Row cover helps maintain moisture, protect seeds, soil and fragile seedlings from the rain, protects seeds from foraging birds and keeps insects off. You really can't go wrong. Only one problem is you have to remove it to weed underneath!

Row cover on right, covering beet and radish seeds

 Row cover removed, look at the size difference and the higher germination on the left!

Friday, June 27, 2014

First produce of the season

My friend Jason R. recently posted a wonderful photo of a bunch of spring produce he harvested from his garden. He captioned it something like "I'm my own green grocer."

With the chicken coop project in full swing this spring, I planted a radish, beet and parsnip seeds and then kinda forgot about them.

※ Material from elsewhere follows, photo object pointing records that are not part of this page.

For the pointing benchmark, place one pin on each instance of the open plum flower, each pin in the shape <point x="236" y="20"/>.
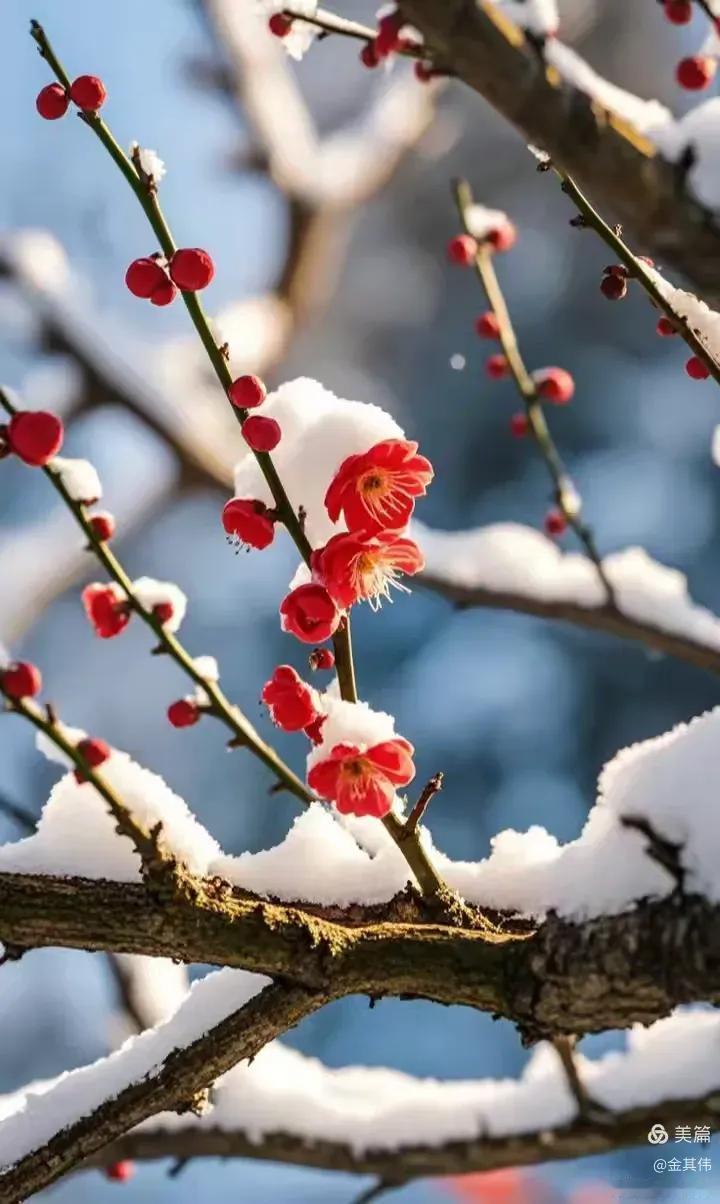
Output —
<point x="363" y="781"/>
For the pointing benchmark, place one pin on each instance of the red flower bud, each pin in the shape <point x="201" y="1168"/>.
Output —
<point x="261" y="434"/>
<point x="21" y="680"/>
<point x="247" y="391"/>
<point x="52" y="101"/>
<point x="88" y="93"/>
<point x="183" y="713"/>
<point x="192" y="269"/>
<point x="35" y="436"/>
<point x="248" y="521"/>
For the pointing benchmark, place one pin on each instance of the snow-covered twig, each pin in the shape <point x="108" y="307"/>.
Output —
<point x="565" y="493"/>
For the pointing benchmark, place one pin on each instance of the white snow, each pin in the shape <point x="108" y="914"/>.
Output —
<point x="80" y="478"/>
<point x="319" y="431"/>
<point x="507" y="558"/>
<point x="152" y="594"/>
<point x="76" y="832"/>
<point x="479" y="220"/>
<point x="302" y="34"/>
<point x="31" y="1117"/>
<point x="537" y="17"/>
<point x="375" y="1108"/>
<point x="149" y="161"/>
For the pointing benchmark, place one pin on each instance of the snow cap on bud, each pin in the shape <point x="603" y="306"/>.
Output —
<point x="52" y="101"/>
<point x="291" y="703"/>
<point x="310" y="613"/>
<point x="21" y="680"/>
<point x="554" y="384"/>
<point x="94" y="751"/>
<point x="35" y="436"/>
<point x="88" y="93"/>
<point x="192" y="269"/>
<point x="261" y="434"/>
<point x="247" y="391"/>
<point x="183" y="713"/>
<point x="248" y="521"/>
<point x="462" y="249"/>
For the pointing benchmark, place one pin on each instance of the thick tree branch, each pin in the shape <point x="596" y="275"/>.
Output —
<point x="600" y="618"/>
<point x="577" y="1140"/>
<point x="186" y="1072"/>
<point x="618" y="167"/>
<point x="561" y="978"/>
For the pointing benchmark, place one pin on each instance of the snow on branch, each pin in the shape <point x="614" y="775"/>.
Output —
<point x="228" y="1016"/>
<point x="509" y="566"/>
<point x="287" y="1107"/>
<point x="625" y="152"/>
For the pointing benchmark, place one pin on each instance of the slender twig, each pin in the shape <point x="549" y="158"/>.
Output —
<point x="146" y="843"/>
<point x="414" y="854"/>
<point x="638" y="271"/>
<point x="218" y="704"/>
<point x="588" y="1108"/>
<point x="429" y="791"/>
<point x="566" y="495"/>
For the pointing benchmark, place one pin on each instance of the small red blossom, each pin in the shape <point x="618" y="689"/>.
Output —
<point x="487" y="325"/>
<point x="88" y="93"/>
<point x="102" y="525"/>
<point x="369" y="55"/>
<point x="310" y="613"/>
<point x="377" y="489"/>
<point x="322" y="659"/>
<point x="696" y="370"/>
<point x="121" y="1172"/>
<point x="247" y="391"/>
<point x="363" y="781"/>
<point x="107" y="613"/>
<point x="555" y="523"/>
<point x="613" y="285"/>
<point x="52" y="101"/>
<point x="279" y="24"/>
<point x="35" y="436"/>
<point x="554" y="384"/>
<point x="248" y="521"/>
<point x="679" y="12"/>
<point x="192" y="269"/>
<point x="388" y="39"/>
<point x="355" y="566"/>
<point x="289" y="700"/>
<point x="314" y="731"/>
<point x="519" y="425"/>
<point x="496" y="366"/>
<point x="183" y="713"/>
<point x="261" y="434"/>
<point x="696" y="72"/>
<point x="94" y="751"/>
<point x="503" y="236"/>
<point x="462" y="249"/>
<point x="21" y="680"/>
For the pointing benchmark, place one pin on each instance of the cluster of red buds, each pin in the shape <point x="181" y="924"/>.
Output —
<point x="87" y="92"/>
<point x="696" y="71"/>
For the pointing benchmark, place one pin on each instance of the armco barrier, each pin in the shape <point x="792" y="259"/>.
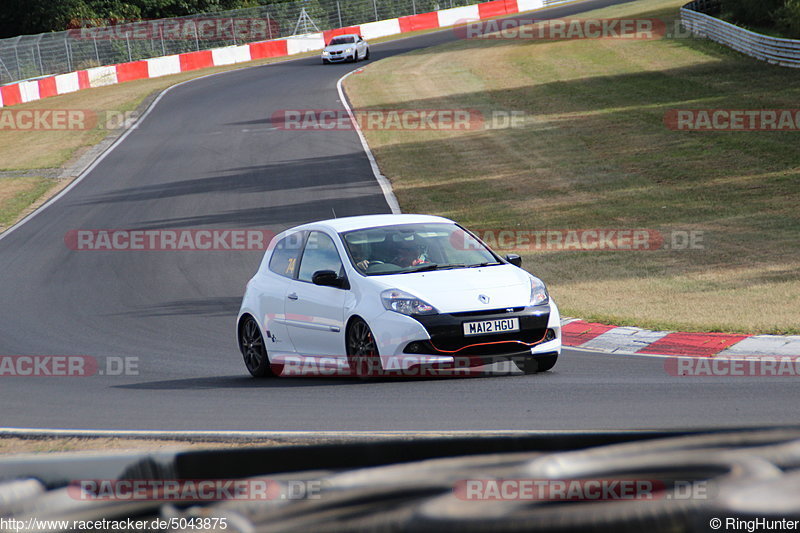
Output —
<point x="28" y="91"/>
<point x="784" y="52"/>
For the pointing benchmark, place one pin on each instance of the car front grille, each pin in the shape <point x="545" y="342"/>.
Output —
<point x="447" y="333"/>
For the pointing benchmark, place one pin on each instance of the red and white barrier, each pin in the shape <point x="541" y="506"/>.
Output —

So after seeing Jason's post, I went to check and found lovely radishes in the garden. THIS is why I do what I do.

Poultry word of the day
Chicken feed: insignificant amount of money.

Tuesday, June 24, 2014

Forage from your own front yard

Foraging in both urban and rural settings has been, and seems to be again, a popular way to find food "from the wild." I haven't practiced this much (yet), but what I do do is find and eat unlikely food from my own front yard. I have two examples for you today. But first, the poultry word of the day.
Chicken or hen scratch: unreadable or ugly handwriting.

Garlic scapes

Here are the scapes still on the plant.
Garlic scapes are that curly "whip" that grows up the stem of hardneck garlic. Softneck garlic does not have this whip, and I recently learned that most commercial garlic found in the grocery store is softneck precisely because growers don't have to deal with the scape.

"Deal with?" you ask. If the scape is not removed, the plant will put lots of energy into developing a seed pod at the end, thus leaving less energy for the underground crown which is what we like to eat. Removing the scape not only helps develop a larger crown of garlic, it's also tasty.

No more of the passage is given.